Active Member
February 9, 2021
I'm trying to connect power query to a large PDF (tables come in ok but have errors) so that I can clean and then analyze the data. I've pulled just few pages to start but having issues. Some of the data however is coming in with say 4 lines of text in a single cell but the corresponding values come in in separate cells. I've been doing a series of transposes but not able to figure out how to get the data to line up correctly.
Any thoughts on how to transform this? See attachmentJuly 16, 2010
Hi Alexander,
Welcome to our forum and thanks for sending in your PDF via email. As it contains confidential data I won't share it here, but the solution is to separate the 7 columns into their own queries and transform each column one by one using the split by delimiter into rows with the line break special character as the delimiter. Add an Index column to each query and then merge them back together using the Index column as the common denominator.

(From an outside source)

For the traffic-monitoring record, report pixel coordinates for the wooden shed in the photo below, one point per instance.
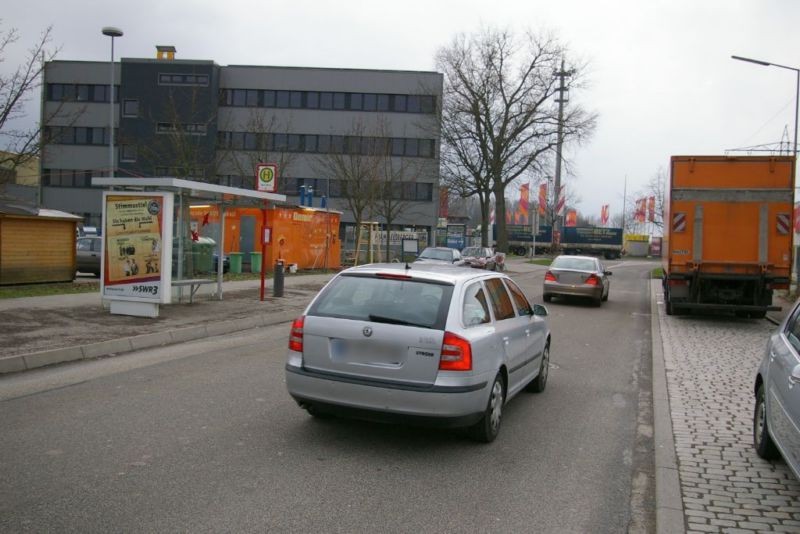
(36, 244)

I'll email the Excel file containing the solution back to you so you can see the finished result.
Mynda
Active Member
February 9, 2021
Thanks Mynda. Got it and I was able to recreate the same table. A couple of questions though.
1- Making each column it's own query - Is there a fast way to do this or do you just have to right click and make new query then convert to table...then run delimiters, filters and index?.. Then do the same thing on every column?
2- Is there a way to copy or apply the same steps from the other query's to save time?
3- The real PDF I'm going to bring in has 70 tables and 7-9 columns per table. Seems like this would take a lot of time unless there's a something I'm missing.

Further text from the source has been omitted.